C6ディーゼルを終の車にしようと心に決めていた

C6ディーゼルを'11/1月頃試乗した時に、低速時の粘り強いトルクにとても魅力を感じました。一番残念なのはセダンしかなく、仕事車として使いたい時に載せられる荷物の制約を受ける点です。それさえ除けば申し分ない車です。そんな長・短もろもろを考えた上で、この車を私にとっての終の車にしようと心に決めていたのです。

ある日、シトロエンC6ディーゼルの出物はあるかな?、と軽い気持ちでGoo Worldを見ていたところ、何に魔が刺したのか、CXを検索してしまったのです。100万〜150万位が大方の相場でしたが、どれも程度は悪そうだし、やっぱり'80年代の車は程度に問題ありだなと思っていたその時です。


CXという悪魔のささやきが聞こえる

何の因縁なのか、次をクリックしたら!
http://www.humannet.com/parnass/index.php?e=1602

アンビリバボーな、2オーナー30100Km
1987 シトロエンCXシリーズ2 ファミリアール

そんなキャッチコピーが目に飛び込んで来たのです。

こいつは良さそうだなぁ! しかし、その情報が公開されたのは7月17日だったので、とっくの昔に売れてしまってるだろうと思い、売れてくれてた方が諦めがつくから、半ば売れて無くなっている事を祈りつつ、又、残っていたらそれはそれで怖い物見たさもあってそわそわしてきました。

「CX、まだあれば見てみたいのですが・・」、とメールを入れると、翌日に、まだあるという電話での返答です。
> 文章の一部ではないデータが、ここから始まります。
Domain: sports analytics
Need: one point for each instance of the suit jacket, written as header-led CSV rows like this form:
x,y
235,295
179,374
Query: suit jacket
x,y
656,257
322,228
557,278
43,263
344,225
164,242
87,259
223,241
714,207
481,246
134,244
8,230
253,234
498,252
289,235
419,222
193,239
『私、今広島にいますが、明日には東京へ帰りますので是非見に来て下さい』。

「えっ! 広島! 私も広島ですよ!」

『両親が広島で子供の頃何度も里帰りしました。私の実家は己斐ですけど、貝崎さんは?』。

「横川です!」

『すぐ隣じゃないですか!』

「本当に奇遇ですね、しかし、こんないい個体がどうして残っているんですか?」と訊ねると、

セカンドカーとして使って貰える事、屋内車庫保管が出来る人に譲って欲しいというのが、この車のオーナーの意向なんだそうです。そんな条件を満たす方は中々いなくて既に12人も断ったというのです。何ともハードルの高い車です。

本当に大切にされていた事が伺えるエピソードです。

ステレオでも同じです。私もつい最近大事になさっていたスピーカーの売却を任されたので、そのお気持ちがよく分かります。分かるだけに、そんな話に私は弱いんです。


逃げも隠れも出来ない時がやって来た

「では、○○日に伺いますから、CXとC6ディーゼルの両方拝見出来るよう用意して頂けますか?」。

そう、お願いした言葉の裏には、二人の恋人を前にした時に、果たしてどんな行動を取るのか? 自分で自分を知りたいが為に、自分を実験台に載せて見たかったのです。

問題を起すのが怖くて、何の意思表示も出来ないのか?

あるいは、熟・若どちらかを、お姫様抱っこするのか?

当日がやって来ました。ル・パルナスさんの事務所に伺いますと、CXとC6ディーゼルが2台並んでいます。思わず2台とも下さいと言ってしまいそうです。CXの状態を窓ガラス越しに見ますが、本当に信じられないコンディションです。

エンジンルームを見せて貰って二度ビックリ! ベルト等、今交換したばかりと言っても通用しそうなほどピカピカです。ほこり一つありません。もう一度言います。本当に信じられない程度の良さです。"アンビリバボーなシトロエンCX"の言葉に偽りはありませんでした。

果たして、そのお値段は?!

すべてぶっ込みの300万です。

なるほど、世間にある物に比べると2倍〜3倍ですが、その輝かしい固体の価値を考えると安いと思いました。それより何より、お金を幾ら積んでも、これだけの物を探し当てる事の方が遥かに難しいと思いました。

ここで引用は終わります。